Mechanism underlying nuclear encoded plant protein sorting into Mitochondria

Mechanism by which the cells increase the mitochondrial mass requires coordinated expression of both the nuclear and organellar genomes and specific intracellular protein targeting, processing and assembly machinery. Mitochondria imports hundreds of different proteins that are encoded by the nuclear genes. Almost 98% of mitochondrial proteins are synthesized as preproteins in the cytosol. Most of the nuclear encoded mitochondrial proteins are synthesised as precursor proteins containing an N-terminal extension (presequence) which functions as a targeting signal, which is then proteolytically cleaved off after import into mitochondria. These presequences are responsible for the specific targeting of proteins to the matrix of the mitochondria. This review sheds insight into the mechanism underlying the mitochondrial protein import system in plants which encompasses structure and properties of mitochondrial targeting signals, the role of cytoplasmic chaperons in mitochondrial protein targeting, targeting pathway of mitochondrial preproteins and energetics of import process. Serine content is high (17%) in plant presequence. The N-terminal and C-terminal region of the presequence was found to have more significance in mitochondrial protein targeting than the central region. Domain structure analysis of preprotein showed that it has an import domain and a processing domain. Various cytoplasmic chaperons are found to interact with these preproteins which assist in their folding, prevent aggregation and prevent missorting.

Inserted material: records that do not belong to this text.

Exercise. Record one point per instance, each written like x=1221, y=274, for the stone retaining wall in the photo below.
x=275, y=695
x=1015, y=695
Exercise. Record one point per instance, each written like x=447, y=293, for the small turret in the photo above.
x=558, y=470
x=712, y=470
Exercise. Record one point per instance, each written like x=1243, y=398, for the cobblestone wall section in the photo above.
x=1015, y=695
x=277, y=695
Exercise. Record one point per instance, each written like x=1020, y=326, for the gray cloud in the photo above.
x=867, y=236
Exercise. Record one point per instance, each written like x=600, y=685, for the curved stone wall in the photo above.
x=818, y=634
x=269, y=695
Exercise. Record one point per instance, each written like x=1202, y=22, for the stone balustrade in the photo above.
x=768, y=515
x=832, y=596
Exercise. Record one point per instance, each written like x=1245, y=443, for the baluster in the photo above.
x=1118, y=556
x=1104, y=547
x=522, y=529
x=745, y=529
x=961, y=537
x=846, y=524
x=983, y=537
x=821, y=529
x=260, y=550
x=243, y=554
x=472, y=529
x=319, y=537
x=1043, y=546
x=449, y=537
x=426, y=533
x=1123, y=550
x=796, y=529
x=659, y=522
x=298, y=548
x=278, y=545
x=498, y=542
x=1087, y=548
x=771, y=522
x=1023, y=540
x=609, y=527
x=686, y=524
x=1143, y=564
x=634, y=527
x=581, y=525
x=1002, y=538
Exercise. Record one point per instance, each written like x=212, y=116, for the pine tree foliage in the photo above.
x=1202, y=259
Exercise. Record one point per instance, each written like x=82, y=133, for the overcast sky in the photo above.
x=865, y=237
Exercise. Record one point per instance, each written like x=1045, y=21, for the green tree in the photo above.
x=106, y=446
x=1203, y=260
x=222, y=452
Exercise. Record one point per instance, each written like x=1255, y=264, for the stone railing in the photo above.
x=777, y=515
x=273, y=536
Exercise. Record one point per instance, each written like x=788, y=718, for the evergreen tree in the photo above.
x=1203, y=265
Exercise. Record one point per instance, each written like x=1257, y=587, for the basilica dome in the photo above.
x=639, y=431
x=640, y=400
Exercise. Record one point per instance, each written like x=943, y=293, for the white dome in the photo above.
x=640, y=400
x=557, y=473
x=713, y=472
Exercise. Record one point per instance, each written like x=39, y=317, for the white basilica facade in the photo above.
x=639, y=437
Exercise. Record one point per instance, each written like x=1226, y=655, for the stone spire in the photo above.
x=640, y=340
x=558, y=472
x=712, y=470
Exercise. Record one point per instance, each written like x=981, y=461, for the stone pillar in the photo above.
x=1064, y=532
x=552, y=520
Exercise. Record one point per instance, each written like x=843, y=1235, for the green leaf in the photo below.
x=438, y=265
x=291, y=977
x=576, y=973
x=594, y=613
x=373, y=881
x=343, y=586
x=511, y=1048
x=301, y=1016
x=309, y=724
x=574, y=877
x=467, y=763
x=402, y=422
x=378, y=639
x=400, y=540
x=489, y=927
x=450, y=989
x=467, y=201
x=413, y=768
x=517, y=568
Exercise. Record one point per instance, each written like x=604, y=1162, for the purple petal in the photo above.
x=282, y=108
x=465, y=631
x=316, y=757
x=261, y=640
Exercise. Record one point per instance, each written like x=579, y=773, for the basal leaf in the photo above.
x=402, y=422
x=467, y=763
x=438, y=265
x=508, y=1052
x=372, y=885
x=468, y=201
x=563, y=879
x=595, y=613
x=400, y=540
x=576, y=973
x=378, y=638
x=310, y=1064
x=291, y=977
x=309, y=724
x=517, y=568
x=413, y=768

Studies have shown that chloroplast preproteins but not mitochondrial preprotein are phosphorylated by plant specific cytoplasmic protein kinases which help in their sorting to chloroplast. Dephosphorylation is also needed for complete preprotein translocation to chloroplast. This phosphorylation and dephosphorylation cycle help in sorting of preprotein between mitochondria and chloroplast. Mitochondrial outer membrane has TOM complex which act as the only entry point for the preproteins. Once it crosses the outer membrane, these preproteins segregate for further import into the matrix through two inner membrane translocases. ATP dependent action of mtHSP70 helps in proper movement of preproteins to mitochondrial matrix. The MPP specifically catalyses the removal of the presequence of a range of different mitochondrial precursor proteins. Membrane potential and ATP hydrolysis play an important role in import of preproteins.